Organizer: Indonesia Project, Australian National University
Type/Location: Hybrid / Canberra, Australia
Description:
The 1965–66 anti-communist purge in Indonesia, which caused an estimated 500,000 to one million deaths, had long-lasting social and economic consequences. This paper studies its effects on demographic transition in Java by exploiting regional variation in Communist Party vote share from the 1955 election. Using the 2010 population census, we reconstruct pooled cross-sectional data by year and municipality of birth. We apply a two-way fixed-effects event-study design to examine how mass killings, followed by decades of administrative discrimination, shaped fertility outcomes. We find a delayed but large decline in births in PKI strongholds, driven primarily by reduced marriage rather than fertility within marriage. Contrary to standard displacement narratives of conflict, cohorts born after 1964 are less likely to migrate, relative to pre-1965 cohorts, suggesting that political stigma and constrained economic opportunities inhibited mobility. Mechanism evidence indicates that discriminatory policies toward descendants of communists constrained access to formal employment, limiting marriage and migration. Local political contestation further mediated these effects, consistent with heterogeneous enforcement of repression. These results show how political violence can generate persistent demographic change via household decisions, with implications for labor supply, human capital allocation, and economic development. The study connects political repression, social institutions, and demographic transition, providing evidence on the long-run persistence of conflict-induced constraints.

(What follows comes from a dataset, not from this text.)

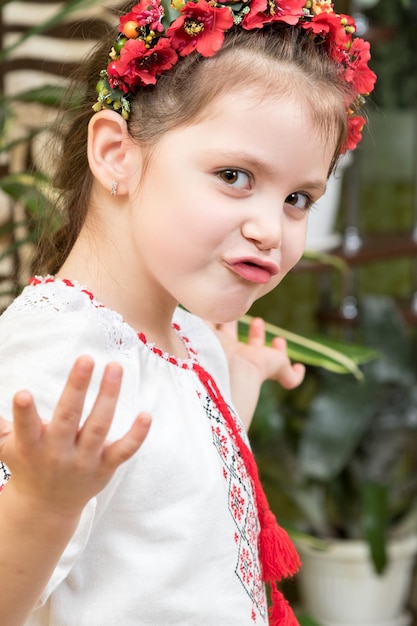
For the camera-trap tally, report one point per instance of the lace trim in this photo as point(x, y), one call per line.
point(120, 336)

This ISG will also feature Associate Professor Pierre van der Eng as a discussant.
About the Speaker:
Arif Anindita is a postdoctoral research fellow in the Department of Business and Law at the University of Milano-Bicocca, Italy. His research focuses on family formation and its intersection with conflict and education. Currently, he is studying how the anti-communist purge in 1965-1966 affected the demographic transition in Indonesia.